The Broholmer is a large, powerful dog breed that was once popular in its native Denmark. The breed is named after the Broholm estate in Denmark, where the dogs were first bred. The Broholmer was used as a working dog on farms and estates, and was also used for hunting. The breed became popular in the 1800s, but began to decline in popularity after World War II. By the 1970s, the breed was nearly extinct. In recent years, however, the breed has been making a comeback, thanks to dedicated breeders and enthusiasts.

The Broholmer is a descendant of the Molosser type of dogs, which includes other large breeds such as the Mastiff and Rottweiler. The exact ancestry of the Broholmer is unknown, but it is thought to be a mix of several different breeds, including the Great Dane, English Mastiff, and French Mastiff. The first recorded mention of the Broholmer breed dates back to 1827, when Danish author Jens Bang wrote about them in his book “Danish Rural Life”.

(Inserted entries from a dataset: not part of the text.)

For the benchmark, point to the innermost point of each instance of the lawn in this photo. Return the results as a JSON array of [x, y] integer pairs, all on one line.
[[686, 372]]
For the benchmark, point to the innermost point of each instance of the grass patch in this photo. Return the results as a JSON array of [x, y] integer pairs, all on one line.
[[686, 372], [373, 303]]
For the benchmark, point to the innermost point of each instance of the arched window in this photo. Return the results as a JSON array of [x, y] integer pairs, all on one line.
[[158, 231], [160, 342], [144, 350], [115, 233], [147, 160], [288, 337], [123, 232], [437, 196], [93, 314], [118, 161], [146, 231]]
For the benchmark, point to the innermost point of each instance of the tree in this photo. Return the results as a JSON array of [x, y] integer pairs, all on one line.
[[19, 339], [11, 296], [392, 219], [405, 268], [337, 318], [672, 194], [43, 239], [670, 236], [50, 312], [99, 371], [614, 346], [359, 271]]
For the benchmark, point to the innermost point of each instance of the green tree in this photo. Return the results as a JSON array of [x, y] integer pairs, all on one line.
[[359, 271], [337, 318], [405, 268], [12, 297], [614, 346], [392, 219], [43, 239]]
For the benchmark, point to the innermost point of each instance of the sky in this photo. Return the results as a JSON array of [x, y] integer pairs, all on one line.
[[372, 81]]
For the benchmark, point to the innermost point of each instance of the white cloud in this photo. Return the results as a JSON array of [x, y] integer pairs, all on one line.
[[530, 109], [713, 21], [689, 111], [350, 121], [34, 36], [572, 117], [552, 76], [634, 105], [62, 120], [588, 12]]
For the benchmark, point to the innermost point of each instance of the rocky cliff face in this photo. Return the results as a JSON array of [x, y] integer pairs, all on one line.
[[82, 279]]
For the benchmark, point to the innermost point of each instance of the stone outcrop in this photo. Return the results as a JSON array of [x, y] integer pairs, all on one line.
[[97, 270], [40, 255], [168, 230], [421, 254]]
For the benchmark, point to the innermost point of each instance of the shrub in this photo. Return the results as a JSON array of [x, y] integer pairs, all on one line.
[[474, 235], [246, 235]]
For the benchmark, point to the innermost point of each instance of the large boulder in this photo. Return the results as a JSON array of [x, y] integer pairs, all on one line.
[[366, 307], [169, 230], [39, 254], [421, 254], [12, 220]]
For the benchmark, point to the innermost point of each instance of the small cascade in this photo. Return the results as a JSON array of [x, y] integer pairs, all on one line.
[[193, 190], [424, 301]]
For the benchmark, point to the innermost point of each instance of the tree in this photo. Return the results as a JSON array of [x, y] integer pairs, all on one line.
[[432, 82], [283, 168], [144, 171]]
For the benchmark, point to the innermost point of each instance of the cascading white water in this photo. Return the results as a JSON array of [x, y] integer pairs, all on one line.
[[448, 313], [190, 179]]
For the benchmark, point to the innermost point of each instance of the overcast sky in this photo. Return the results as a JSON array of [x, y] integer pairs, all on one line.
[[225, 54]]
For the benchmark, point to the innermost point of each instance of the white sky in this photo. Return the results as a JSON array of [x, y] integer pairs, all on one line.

The Broholmer was recognized as a distinct breed by the Danish Kennel Club in 1883. In those early days, there were two types of Broholmers: a light-colored variety and a dark-colored variety. Today, only the dark-colored variety is recognized by most kennel clubs. The light-colored variety eventually died out due to lack of interest from breeders.

The decline of the Broholmer began after World War II. Many Danes could no longer afford to keep large working dogs like the Broholmer, and so they turned to smaller breeds instead. By 1970, there were only eight knownBroholmers left in Denmark. However, thanks to dedicated breeders who continued to keep the breed alive, there are now an estimated 300-400 Broholmers worldwide. In recent years, the breed has begun to regain some of its former popularity in Denmark and other countries.